Утром Агнюха с опухшим и помятым с перепоя лицом приходила к Тамаре Андреевне занимать деньги. Из-под замызганного серого плаща вылезал линялый ситцевый халатик. Растоптанные туфли Агния надела на босу ногу.
— Ты проходи, Агнюша, в дом, — сказал было Василий, глядя на посиневшие от холода губы соседки, но Тамара Андреевна так посмотрела на своего благоверного, что тот счел за лучшее скрыться в сарае и до конца разговора оттуда не высовывался.
— А ты что, Агния, купила такое дорогое? — ласково спросила Тамара Андреевна, кутаясь в пуховый платок. — Вроде, получку недавно получила.
— Ванюшке за школу музыкальную надо было уплатить. Да Зое отдала, я у ней занимала... — Агния закашлялась, аж слезы выступили на глазах
Тамара Андреевна с жалостью и любопытством смотрела на соседку: пропала баба... Ишь, как раздирает! Еще бы — так пить! А как выпьет — папиросы у мужиков стреляет. Вместо закуски. Ну и видок: волосы сосульками висят, будто кот всю ночь сосал. Лицо старое, пожеванное... А ведь какая красавица была! Когда Борис женился, все село приходило на невесту глядеть: большеглазая, чернобровая Агнюша в серебристом платье и облаке фаты, укрывавшем ее, казалась всем излуцким дорогой городской игрушкой. «Не пара она ему, — шептались старухи, разглядывая невесту. — Где он нашел экую погремушку?..» Но Агния так крепко целовала своего Бориса, так ласково и счастливо смотрела на толпящихся зрителей, что бабы вступились за девушку: «Чего бубните-то, баушки?! Как уж не пара, ежели она так его любит! Поослепли, что ли...»

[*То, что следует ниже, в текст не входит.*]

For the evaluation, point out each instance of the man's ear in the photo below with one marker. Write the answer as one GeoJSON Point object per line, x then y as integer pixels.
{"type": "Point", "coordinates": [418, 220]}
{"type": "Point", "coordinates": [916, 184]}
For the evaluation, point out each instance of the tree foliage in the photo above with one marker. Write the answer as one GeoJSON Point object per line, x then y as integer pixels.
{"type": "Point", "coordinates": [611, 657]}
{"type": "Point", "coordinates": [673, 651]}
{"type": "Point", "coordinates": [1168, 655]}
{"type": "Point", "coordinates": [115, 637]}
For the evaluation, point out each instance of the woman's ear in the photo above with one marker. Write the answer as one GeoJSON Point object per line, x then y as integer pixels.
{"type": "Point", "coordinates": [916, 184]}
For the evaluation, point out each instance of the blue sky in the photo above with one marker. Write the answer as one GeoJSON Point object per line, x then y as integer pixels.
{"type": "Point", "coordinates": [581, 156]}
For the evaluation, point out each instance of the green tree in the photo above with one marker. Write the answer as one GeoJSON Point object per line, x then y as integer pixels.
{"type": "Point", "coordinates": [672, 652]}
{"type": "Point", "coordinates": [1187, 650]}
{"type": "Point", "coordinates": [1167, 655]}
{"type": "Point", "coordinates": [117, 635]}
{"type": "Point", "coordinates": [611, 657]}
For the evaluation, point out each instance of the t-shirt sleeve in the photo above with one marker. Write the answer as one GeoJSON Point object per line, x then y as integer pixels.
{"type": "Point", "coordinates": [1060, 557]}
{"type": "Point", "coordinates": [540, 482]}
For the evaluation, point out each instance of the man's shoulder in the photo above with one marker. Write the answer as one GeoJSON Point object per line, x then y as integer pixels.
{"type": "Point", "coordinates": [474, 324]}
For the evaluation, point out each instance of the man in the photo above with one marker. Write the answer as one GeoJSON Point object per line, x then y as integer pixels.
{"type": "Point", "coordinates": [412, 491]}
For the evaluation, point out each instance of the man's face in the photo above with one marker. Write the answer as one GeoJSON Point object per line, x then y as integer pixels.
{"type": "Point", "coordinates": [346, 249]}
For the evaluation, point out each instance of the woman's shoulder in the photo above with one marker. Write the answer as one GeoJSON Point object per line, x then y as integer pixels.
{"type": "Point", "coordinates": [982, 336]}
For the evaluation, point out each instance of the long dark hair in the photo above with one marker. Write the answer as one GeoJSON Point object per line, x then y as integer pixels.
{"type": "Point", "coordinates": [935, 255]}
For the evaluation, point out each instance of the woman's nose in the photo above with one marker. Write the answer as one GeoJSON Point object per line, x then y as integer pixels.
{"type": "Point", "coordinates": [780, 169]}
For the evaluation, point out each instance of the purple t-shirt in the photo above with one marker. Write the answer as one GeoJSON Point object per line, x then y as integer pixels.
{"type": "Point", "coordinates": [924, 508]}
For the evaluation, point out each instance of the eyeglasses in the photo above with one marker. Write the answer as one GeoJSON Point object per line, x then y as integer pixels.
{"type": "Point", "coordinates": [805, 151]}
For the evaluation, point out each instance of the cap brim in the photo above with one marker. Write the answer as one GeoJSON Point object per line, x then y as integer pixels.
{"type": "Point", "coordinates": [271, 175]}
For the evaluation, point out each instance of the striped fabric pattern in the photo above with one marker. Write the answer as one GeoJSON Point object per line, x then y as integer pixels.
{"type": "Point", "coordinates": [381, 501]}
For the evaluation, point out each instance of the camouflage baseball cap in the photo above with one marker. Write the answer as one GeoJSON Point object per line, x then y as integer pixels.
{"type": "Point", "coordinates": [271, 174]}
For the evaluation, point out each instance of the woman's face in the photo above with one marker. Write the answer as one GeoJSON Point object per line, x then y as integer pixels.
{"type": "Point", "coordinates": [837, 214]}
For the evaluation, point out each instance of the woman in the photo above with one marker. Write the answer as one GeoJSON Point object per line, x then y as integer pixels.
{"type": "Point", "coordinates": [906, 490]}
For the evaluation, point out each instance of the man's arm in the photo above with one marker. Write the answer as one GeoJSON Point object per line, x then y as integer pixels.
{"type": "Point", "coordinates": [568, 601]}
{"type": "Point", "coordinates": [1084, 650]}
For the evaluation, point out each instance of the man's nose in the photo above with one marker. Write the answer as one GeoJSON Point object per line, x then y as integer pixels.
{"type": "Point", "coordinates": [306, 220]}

Тамара Андреевна была приглашена на ту свадьбу. На правах давних соседей Ба-рабукиных, она с Василием сидела близко от молодых и с завистью глядела на ровные белые зубы Агнюшки, которая все время чему-то улыбалась и смеялась, на ее ладную, крепкую фигуру. Видела, как горели глаза у мужиков, сидевших за столом и рюмку за рюмкой поднимавших за здоровье молодой хозяйки, и холодок поднимался в груди. А когда и ее Василий сделал стойку в сторону Агнюшки, Тамара Андреевна выдернула его из-за стола и под каким-то предлогом отправила домой, взглядом наказав не возвращаться... Сколько лет-то прошло с той поры?
— Агния, твоему Ивану сколько теперь?
— Девять, десятый, — удивленно посмотрела на нее соседка. — А что?
— Да нет, так... Видишь ли, Агния, у меня Василий еще денег не получал, а сама-то я на больничном сижу. Все болею, болею... — плаксиво потянула Тамара Андреевна и зябко поправила на себе платок. — Совсем арифмия замучила...
— Короче, не дашь?! — перебила ее Агния. — Ну, ладно...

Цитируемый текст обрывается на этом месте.